The code is collapsed for brevity. Show the code.

The code can be collapsed for brevity. Hide the code.

function isPrimeSqrtN(x)
{
    if (x < 2) return false;
    for (var i = 2; i * i <= x; ++i)
        if (x % i == 0)
            return false;
    return true;
}
function isPrimeRegex(x)
{
    return !/^1?$|^(11+?)\1+$/.test(Array(x+1).join('1'));
}
function isPrimeRegexGreedy(x)
{
    return !/^1?$|^(11+)\1+$/.test(Array(x+1).join('1'));
}

console.error(isPrimeSqrtN(9));
console.error(isPrimeSqrtN(7));
console.error(isPrimeRegex(9));
console.error(isPrimeRegex(7));
console.error(isPrimeRegexGreedy(9));
console.error(isPrimeRegexGreedy(7));

[50021, 50023, 50033, 50047].forEach(function (value)
{
    [1, 2, 3, 5, 7].forEach(function (factor)
    {
        var testee = factor * value;
        console.log(factor + ' * ' + value + ' = ' + testee);
        console.time('isPrimeRegex');
        console.error(isPrimeRegex(testee));
        console.timeEnd('isPrimeRegex');
        console.time('isPrimeRegexGreedy');
        console.error(isPrimeRegexGreedy(testee));
        console.timeEnd('isPrimeRegexGreedy');
        console.log('');
    })
});

The test result is collapsed for brevity. Show the test result.

The test result can be collapsed for brevity.
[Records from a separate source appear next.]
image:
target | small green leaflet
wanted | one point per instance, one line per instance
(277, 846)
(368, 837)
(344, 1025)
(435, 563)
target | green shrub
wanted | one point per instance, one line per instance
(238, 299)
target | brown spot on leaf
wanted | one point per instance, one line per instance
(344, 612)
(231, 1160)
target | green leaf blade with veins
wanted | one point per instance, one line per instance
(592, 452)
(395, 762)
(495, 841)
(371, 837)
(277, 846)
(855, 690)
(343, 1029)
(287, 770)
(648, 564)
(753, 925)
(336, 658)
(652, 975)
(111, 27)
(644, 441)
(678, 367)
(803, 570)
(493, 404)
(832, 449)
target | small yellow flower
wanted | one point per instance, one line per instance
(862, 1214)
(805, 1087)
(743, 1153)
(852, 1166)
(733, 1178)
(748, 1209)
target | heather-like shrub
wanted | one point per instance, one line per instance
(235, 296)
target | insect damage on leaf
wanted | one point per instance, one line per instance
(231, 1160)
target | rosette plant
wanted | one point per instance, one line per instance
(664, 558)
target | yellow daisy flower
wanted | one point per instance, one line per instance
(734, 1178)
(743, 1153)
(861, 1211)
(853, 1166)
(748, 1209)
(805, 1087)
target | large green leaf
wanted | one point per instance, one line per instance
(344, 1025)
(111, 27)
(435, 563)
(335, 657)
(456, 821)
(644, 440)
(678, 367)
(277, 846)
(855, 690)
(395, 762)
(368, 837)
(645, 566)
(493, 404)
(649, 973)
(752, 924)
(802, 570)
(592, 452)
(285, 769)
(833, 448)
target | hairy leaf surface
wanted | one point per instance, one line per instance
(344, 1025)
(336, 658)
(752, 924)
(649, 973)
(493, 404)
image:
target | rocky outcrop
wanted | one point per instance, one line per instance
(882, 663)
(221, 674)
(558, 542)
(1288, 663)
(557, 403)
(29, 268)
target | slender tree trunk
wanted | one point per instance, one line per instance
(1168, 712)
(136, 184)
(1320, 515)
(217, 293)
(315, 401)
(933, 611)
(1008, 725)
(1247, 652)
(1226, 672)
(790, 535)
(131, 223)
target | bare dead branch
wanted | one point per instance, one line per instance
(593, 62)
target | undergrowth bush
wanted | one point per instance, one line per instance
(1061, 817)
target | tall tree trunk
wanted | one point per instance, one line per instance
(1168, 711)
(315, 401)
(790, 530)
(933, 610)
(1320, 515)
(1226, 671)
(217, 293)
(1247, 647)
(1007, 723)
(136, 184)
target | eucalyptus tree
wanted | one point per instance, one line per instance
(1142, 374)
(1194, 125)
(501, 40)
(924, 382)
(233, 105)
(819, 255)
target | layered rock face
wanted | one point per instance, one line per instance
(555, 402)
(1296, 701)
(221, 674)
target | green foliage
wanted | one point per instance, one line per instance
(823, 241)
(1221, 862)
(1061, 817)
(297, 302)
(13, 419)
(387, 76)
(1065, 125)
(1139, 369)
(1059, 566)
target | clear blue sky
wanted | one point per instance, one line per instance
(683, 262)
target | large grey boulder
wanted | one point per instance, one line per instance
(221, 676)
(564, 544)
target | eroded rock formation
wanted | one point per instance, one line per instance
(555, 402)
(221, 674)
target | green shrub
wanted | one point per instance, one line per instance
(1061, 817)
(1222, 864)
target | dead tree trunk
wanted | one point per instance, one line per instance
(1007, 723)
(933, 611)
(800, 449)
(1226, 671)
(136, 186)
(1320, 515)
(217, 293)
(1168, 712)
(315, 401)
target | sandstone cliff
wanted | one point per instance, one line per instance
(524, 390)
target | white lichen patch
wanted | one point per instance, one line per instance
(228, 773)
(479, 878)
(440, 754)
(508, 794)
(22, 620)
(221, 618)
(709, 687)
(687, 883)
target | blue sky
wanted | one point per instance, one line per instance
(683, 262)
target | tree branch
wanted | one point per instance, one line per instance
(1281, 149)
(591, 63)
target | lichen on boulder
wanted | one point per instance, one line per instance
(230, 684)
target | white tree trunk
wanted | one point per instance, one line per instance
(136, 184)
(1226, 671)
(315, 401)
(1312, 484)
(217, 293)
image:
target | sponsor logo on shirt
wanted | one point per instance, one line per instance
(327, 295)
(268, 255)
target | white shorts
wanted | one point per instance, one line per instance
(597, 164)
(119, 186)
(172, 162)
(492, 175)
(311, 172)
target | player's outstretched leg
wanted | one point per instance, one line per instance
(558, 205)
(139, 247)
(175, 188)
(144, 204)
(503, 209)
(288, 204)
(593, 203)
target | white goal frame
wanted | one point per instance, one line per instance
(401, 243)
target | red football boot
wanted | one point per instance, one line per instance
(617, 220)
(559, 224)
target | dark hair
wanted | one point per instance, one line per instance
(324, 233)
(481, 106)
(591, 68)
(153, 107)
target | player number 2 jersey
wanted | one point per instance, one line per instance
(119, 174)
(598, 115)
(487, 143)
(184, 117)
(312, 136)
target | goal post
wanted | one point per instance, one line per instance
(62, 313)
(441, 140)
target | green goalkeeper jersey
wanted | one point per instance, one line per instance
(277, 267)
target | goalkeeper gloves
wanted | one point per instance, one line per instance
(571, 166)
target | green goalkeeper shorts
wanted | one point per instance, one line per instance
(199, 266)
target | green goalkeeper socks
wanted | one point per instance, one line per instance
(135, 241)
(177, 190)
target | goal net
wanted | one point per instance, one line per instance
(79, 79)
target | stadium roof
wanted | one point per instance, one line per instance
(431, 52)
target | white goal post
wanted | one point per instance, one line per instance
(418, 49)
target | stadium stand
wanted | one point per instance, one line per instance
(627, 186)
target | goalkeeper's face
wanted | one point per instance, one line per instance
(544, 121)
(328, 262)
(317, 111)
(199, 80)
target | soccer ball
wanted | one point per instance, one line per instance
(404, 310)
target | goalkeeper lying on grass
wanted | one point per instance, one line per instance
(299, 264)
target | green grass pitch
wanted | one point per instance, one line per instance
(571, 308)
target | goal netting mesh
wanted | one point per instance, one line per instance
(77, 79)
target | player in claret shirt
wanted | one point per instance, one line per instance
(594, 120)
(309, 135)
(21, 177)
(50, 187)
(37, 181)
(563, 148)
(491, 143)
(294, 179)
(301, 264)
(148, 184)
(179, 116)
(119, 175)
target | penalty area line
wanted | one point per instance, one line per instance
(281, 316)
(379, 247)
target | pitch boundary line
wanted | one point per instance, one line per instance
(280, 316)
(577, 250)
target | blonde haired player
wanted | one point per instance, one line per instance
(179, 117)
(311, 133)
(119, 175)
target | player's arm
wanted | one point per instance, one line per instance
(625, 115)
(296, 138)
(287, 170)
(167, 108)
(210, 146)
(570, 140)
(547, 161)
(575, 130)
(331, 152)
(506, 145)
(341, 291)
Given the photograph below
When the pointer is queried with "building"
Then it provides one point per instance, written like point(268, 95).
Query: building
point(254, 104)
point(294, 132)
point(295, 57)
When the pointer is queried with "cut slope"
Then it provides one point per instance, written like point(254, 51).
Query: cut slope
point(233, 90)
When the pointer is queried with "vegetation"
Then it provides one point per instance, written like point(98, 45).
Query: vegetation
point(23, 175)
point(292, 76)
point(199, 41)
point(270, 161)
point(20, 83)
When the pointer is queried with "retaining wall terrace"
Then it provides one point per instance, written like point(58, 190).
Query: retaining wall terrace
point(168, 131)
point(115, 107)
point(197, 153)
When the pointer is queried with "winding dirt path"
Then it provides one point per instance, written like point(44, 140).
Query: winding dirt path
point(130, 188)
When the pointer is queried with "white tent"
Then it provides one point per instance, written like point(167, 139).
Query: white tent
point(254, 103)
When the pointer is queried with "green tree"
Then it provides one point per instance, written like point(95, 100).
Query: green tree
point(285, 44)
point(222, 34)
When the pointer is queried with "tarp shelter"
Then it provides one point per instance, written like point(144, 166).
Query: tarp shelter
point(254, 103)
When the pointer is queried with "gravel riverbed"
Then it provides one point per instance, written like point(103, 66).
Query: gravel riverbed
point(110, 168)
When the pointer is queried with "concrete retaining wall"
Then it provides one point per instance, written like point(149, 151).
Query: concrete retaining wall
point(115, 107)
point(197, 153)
Hide the test result.

1 * 50021 = 50021
isPrimeRegex: 356.197ms
isPrimeRegexGreedy: 342.034ms

2 * 50021 = 100042
isPrimeRegex: 1.372ms
isPrimeRegexGreedy: 0.787ms

3 * 50021 = 150063
isPrimeRegex: 2.426ms
isPrimeRegexGreedy: 689.920ms

5 * 50021 = 250105
isPrimeRegex: 6.049ms
isPrimeRegexGreedy: 3928.162ms

7 * 50021 = 350147
isPrimeRegex: 5.987ms
isPrimeRegexGreedy: 9954.669ms

1 * 50023 = 50023
isPrimeRegex: 354.442ms
isPrimeRegexGreedy: 342.425ms

2 * 50023 = 100046
isPrimeRegex: 0.599ms
isPrimeRegexGreedy: 0.784ms

3 * 50023 = 150069
isPrimeRegex: 4.631ms
isPrimeRegexGreedy: 650.475ms

5 * 50023 = 250115
isPrimeRegex: 4.680ms
isPrimeRegexGreedy: 3947.305ms

7 * 50023 = 350161
isPrimeRegex: 8.555ms
isPrimeRegexGreedy: 10198.142ms

1 * 50033 = 50033
isPrimeRegex: 357.004ms
isPrimeRegexGreedy: 348.866ms

2 * 50033 = 100066
isPrimeRegex: 2.997ms
isPrimeRegexGreedy: 1.635ms

3 * 50033 = 150099
isPrimeRegex: 2.043ms
isPrimeRegexGreedy: 682.865ms

5 * 50033 = 250165
isPrimeRegex: 3.745ms
isPrimeRegexGreedy: 4187.814ms

7 * 50033 = 350231
isPrimeRegex: 5.976ms
isPrimeRegexGreedy: 10713.553ms

1 * 50047 = 50047
isPrimeRegex: 372.650ms
isPrimeRegexGreedy: 350.183ms

2 * 50047 = 100094
isPrimeRegex: 1.632ms
isPrimeRegexGreedy: 1.216ms

3 * 50047 = 150141
isPrimeRegex: 2.468ms
isPrimeRegexGreedy: 681.795ms

5 * 50047 = 250235
isPrimeRegex: 4.254ms
isPrimeRegexGreedy: 4137.351ms

7 * 50047 = 350329
isPrimeRegex: 8.131ms
isPrimeRegexGreedy: 10960.352ms

But anyway, who wants to use such code in practice?